Question

The metal salts formed during softening of hardwater using Clark's method are :

• A. Ca(OH)₂ and Mg(OH)₂
• B. CaCO₃ and Mg(OH)₂
• C. Ca(OH)₂ and MgCO₃
• D. CaCO₃ and MgCO₃

Answer 1

The Correct Option is B

To understand the softening of hard water using Clark's method, let's delve into the chemistry behind it. Clark's method involves the addition of slaked lime, chemically known as calcium hydroxide (Ca(OH)₂), to hard water. Hard water typically contains dissolved bicarbonates of calcium and magnesium, which are responsible for its hardness.

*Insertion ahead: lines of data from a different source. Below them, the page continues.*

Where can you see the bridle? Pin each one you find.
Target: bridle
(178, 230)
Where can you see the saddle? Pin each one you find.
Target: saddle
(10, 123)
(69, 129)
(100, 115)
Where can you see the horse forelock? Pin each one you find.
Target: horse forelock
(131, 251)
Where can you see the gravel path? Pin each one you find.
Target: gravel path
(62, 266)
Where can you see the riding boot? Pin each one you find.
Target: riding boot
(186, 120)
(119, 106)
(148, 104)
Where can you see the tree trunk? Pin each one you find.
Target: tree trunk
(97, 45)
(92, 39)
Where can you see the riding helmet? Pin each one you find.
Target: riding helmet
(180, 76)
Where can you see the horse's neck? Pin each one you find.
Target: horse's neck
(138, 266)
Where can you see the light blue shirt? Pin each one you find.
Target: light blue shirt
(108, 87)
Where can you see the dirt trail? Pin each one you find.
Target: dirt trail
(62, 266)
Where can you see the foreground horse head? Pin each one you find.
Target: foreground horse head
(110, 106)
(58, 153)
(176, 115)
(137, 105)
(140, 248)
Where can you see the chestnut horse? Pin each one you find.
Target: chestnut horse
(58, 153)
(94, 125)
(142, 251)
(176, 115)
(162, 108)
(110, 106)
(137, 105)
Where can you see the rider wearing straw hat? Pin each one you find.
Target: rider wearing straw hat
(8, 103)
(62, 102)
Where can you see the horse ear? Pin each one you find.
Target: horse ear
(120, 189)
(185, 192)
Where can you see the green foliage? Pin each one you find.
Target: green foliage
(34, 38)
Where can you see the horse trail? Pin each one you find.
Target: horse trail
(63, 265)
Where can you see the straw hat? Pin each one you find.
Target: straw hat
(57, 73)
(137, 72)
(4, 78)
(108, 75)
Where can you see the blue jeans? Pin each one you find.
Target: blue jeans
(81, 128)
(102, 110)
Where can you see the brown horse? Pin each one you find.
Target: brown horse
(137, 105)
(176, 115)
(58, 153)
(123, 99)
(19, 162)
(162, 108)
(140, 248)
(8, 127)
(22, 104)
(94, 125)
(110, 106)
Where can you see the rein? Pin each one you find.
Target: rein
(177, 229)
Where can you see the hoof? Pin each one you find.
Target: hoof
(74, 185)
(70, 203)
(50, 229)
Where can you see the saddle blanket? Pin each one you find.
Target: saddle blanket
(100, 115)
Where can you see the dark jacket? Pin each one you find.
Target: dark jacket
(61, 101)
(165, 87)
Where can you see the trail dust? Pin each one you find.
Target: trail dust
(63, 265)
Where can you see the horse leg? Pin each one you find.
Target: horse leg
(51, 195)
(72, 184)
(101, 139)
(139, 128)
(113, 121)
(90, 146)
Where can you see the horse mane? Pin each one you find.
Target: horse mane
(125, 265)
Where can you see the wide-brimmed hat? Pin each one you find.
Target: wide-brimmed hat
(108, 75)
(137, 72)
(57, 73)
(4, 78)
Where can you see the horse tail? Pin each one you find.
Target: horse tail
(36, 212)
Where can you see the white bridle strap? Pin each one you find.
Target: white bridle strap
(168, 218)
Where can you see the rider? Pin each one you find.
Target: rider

The primary reactions involved in the Clark's method are:

1. Addition of calcium hydroxide to the hard water: Ca(OH)_2 + Ca(HCO_3)_2 \rightarrow 2CaCO_3 \downarrow + 2H_2O
   This reaction causes the calcium bicarbonate, which is soluble, to be converted into calcium carbonate (CaCO₃), which precipitates out of the solution.
2. Simultaneously, for the magnesium bicarbonate present: Ca(OH)_2 + Mg(HCO_3)_2 \rightarrow Mg(OH)_2 \downarrow + CaCO_3 \downarrow + 2H_2O
   Here, magnesium bicarbonate is converted into magnesium hydroxide (Mg(OH)₂), which precipitates out. Calcium carbonate is also formed as a byproduct.

Thus, the precipitated compounds formed during the softening process, which are insoluble and can be removed by filtration, are calcium carbonate (CaCO₃) and magnesium hydroxide (Mg(OH)₂).

Given this explanation, the correct answer to the question is the option with the metal salts CaCO₃ and Mg(OH)₂, as calcium carbonate and magnesium hydroxide are the two compounds formed when hard water is softened using Clark's method.